Tırnakları ile kapıp avlanan, tırmalayan ve yaratılışında bayağı olan kuşların etleri de haram veya tahrimen mekruhtur. Kerkenez, çaylak, kartal, kuzgun, akbaba, alaca karga, yarasa, atmaca, şahin gibi... Bunlar leş yemekten çekinmezler. Tırnaklı olduğu halde bununla hayvanları avlamayan bir kuşun eti yenilebilir, güvercin gibi...
Yaratılışı bakımından iğrenç olan birtakım hayvanların etleri de haramdır, yenmez: Fare, yaban faresi, akrep, yılan, kene, kurbağa, kara ve deniz kaplumbağası, arı, kara sinek, sivrisinek, köstebek, kirpi, bit, pire gibi böcekler.

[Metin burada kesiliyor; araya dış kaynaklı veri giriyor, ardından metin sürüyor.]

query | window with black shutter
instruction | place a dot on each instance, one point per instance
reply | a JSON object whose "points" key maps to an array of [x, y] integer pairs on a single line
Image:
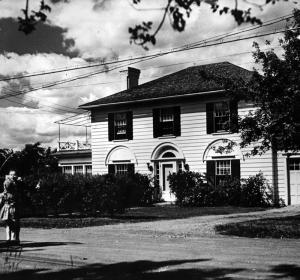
{"points": [[120, 126], [166, 121], [121, 169], [221, 117], [218, 172]]}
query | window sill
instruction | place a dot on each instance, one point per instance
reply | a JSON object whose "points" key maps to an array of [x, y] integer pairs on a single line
{"points": [[120, 140], [221, 132], [166, 136]]}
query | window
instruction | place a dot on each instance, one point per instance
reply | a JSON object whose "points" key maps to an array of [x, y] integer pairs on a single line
{"points": [[221, 117], [223, 171], [166, 121], [67, 169], [168, 155], [120, 126], [78, 169], [88, 169], [121, 169], [218, 171], [294, 164], [157, 172]]}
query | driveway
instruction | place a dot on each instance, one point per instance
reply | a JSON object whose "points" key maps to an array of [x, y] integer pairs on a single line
{"points": [[166, 249]]}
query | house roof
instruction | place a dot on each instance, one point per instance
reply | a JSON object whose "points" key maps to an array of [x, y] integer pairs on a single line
{"points": [[196, 79]]}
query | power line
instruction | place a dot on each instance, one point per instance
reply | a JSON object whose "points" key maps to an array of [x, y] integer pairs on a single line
{"points": [[188, 46], [75, 78]]}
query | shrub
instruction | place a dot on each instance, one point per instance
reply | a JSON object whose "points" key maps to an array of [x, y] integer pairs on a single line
{"points": [[256, 192], [111, 194], [191, 190]]}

Kaç adet pire ya da bitin tadını alabilirim ya da kaç adet ile karın doyurabilirim ki zaten?!
Görülüyor ki, bu haram olan hayvanlardan bir kısmı yırtıcı bir yaratılışa sahibdir, yaratılışında zararlıdır ve bayağılık vardır. Bir kısmı ise iğrençtir ve nefret edilir haldedir. İnsan ise temizdir, mükerrem bir yaratıktır. Bunun için insanlar, bu gibi bayağı ve zararlı hayvanların etlerinden korunmuşlardır.
Besinlerin insanlar üzerinde iyi ve kötü tesir bıraktığı inkar edilemez. İnsanlar kendisi için yararlı olanı ararsa, İslam dininin müsaade ettiği şeylerden yararlanmalı, yasakladığı şeylerden de kaçınmalıdır. Bundan başka selamet yolu yoktur.

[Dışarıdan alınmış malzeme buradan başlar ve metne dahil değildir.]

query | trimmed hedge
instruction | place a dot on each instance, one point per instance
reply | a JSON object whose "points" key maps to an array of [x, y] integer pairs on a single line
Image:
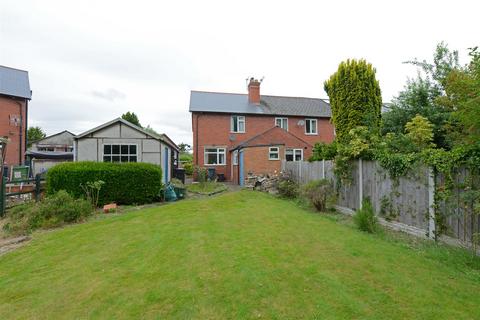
{"points": [[125, 183]]}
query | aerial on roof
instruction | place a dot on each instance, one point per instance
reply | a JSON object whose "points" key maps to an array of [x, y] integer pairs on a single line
{"points": [[14, 82], [201, 101]]}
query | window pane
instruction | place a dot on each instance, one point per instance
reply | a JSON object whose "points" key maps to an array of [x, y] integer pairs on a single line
{"points": [[298, 155], [241, 126], [211, 158], [221, 158], [289, 155]]}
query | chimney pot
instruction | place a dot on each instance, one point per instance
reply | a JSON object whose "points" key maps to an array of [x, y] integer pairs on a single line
{"points": [[254, 91]]}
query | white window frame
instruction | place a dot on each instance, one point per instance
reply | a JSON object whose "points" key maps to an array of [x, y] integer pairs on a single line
{"points": [[271, 152], [120, 154], [235, 158], [281, 121], [294, 152], [220, 150], [316, 127], [240, 119]]}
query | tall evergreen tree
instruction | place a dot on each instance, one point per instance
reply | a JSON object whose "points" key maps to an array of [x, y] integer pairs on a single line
{"points": [[355, 97]]}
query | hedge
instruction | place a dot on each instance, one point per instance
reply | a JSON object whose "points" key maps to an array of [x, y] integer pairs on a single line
{"points": [[125, 183]]}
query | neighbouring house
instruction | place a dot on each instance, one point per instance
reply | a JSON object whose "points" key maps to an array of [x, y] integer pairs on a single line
{"points": [[49, 151], [121, 141], [15, 95], [241, 134]]}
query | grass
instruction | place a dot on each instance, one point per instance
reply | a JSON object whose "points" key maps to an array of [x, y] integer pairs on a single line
{"points": [[239, 255], [207, 188]]}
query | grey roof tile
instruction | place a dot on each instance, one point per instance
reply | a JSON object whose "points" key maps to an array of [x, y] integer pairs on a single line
{"points": [[201, 101], [14, 82]]}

Atlar, savaşa yarayan kıymetli hayvanlardır. Bu bakımdan bunların etlerini yemek İmam Azam'a göre, tahrimen mekruhtur. İki İmama göre ise, tenzihen mekruhtur.(İmam Malik'den rivayete göre, ehli merkeblerin etleri mekruh, bir rivayete göre de haramdır. Meşhur olan görüşe göre, atların etleri de haramdır. İmam Şafiî ile İmam Ahmed'e göre, atların etleri mekruh değildir.)

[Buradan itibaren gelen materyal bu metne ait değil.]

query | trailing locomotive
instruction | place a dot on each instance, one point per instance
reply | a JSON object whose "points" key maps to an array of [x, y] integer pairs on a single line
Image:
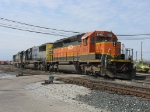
{"points": [[140, 66], [97, 53]]}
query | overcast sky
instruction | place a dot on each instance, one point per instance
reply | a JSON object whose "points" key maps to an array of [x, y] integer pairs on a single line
{"points": [[118, 16]]}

Rivayetleri bir kenara bıraktık..biliyoruz ki açlıktan insanlar gerektiğinde atlarını yedi...Sur dibinde kaçak at, eşek kesimleri yaşadık yıllarca...Salamın, sucuğun içinde yedik maaşallah!
Yabanî olmayan (ehli) merkeblerin ve anaları merkeb olan katırların etleri haram veya tahrimen mekruhtur. Yabanî merkeblerin ve anaları sığır olan katırların etleri ise haram değildir. Hayvanlar yenme bakımından anaya bağlıdırlar.
!!!!!!!!!!!!!!!!!!!!!!!!!!!!!!!!!!!!
Ayetlerde de görüldüğü gibi, sayılan hayvanların dışında tiksinti vermeyenleri yiyebilirsin. Penguen kosunda yasaklayıcı bir hüküm bulunmadığı ve temiz olan her şeyi bize helal, pis olanı da haram kılındığından, iştahı çeken insanların penguen etini yemelerinde sakınca bulunmamaktadır.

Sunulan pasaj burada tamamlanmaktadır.